4th Sunday Advent B - Homily 5

Homily 5 - 2020

We’re in countdown mode — five days to go before Christmas comes upon us. A great way to prepare for the feast could be to recite the prayer we probably all know, the "Angelus" -- a succinct prayer, but carrying a punch. Custom was to repeat it three times a day.

“The angel of the Lord declared unto Mary, and she conceived by the Holy Spirit”. Let us look at it more closely ... The initiative is God’s, the God who is life and love and joy. But this is only another stage in a longer story that began long before.

St John’s Gospel began, declaring, “In the beginning was the Word, and the Word was with God and the Word was God. All things came into being through him.” [St Paul preferred a more familiar word, the “Christ”, to John’s word “Word”. He wrote in his epistle to the Ephesians, “Before the world was made, God chose us, chose us in Christ … to live through love in his presence”].

Mary "conceived of the Holy Spirit". The Christ [or Word of God] “through whom all things were created” was alive in the womb of Mary. This was through the action of the Holy Spirit.

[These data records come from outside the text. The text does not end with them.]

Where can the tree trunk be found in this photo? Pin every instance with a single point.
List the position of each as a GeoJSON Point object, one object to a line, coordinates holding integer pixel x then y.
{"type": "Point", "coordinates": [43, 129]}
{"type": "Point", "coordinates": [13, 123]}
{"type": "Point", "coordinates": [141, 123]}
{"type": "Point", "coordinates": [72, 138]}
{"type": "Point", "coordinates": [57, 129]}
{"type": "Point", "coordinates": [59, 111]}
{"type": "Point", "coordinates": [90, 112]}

We first heard of the Spirit in the scriptural account of creation — when it all began. Then, the Spirit hovered over the waters [the code word for the chaos, the “not yet” cosmos. Astronomers [or cosmologists? or mathematicians?] assure us that creation began with the “Big Bang” — from which the whole universe evolved; and they tell us that that was about 13.7 billion years ago. God is patient!

The prayer continues, this time with the response made by Mary. “Behold the handmaid of the Lord. Be it done to me according to your word”. Total trust, without hesitation — perfect openness to the plan of God. When you think of it, that God waited for the “All clear!” from Mary, is incredible. But God did. The creating God waited until creation was ready for total cooperation, the free response, of the creature. And it happened in Mary.

The prayer goes on to say, “The Word became flesh, and dwelt among us”. The Word, the Christ, through whom the universe had been created, became physically part of it. The Word became human, became flesh, one of us — not in a royal palace, no blare of trumpets, but quietly, in a nondescript village in an occupied country, Palestine.

It took 13.7 billion years after the Big Bang for the created universe to become complex enough, developed enough, to support human life that could think and love and understand sufficiently to cooperate thoroughly with God. In Jesus, the Word of God came into the universe created as the climax and the purpose of the whole creation adventure. And it happened in the womb of Mary who said, “Yes”.

But the story does not end there. The Angelus ends with a prayer that we “be brought to the glory of his Resurrection”. We are reminded that our destiny is freely to allow God to give us a share in the Risen life of Jesus. Death is not the end. It is a step into a new way of being more totally human, into a life where we shall be enabled to see and to respond appropriately to the infinite beauty of God, and to the beauty of our selves and of everyone else made in the image of that beautiful God — which has been God’s plan for all those 13.7 billion years. Heaven: people freely choosing at last to love, no exceptions, no holding back — and enjoying it intensely. Thank you, God … and Thank you, Mary.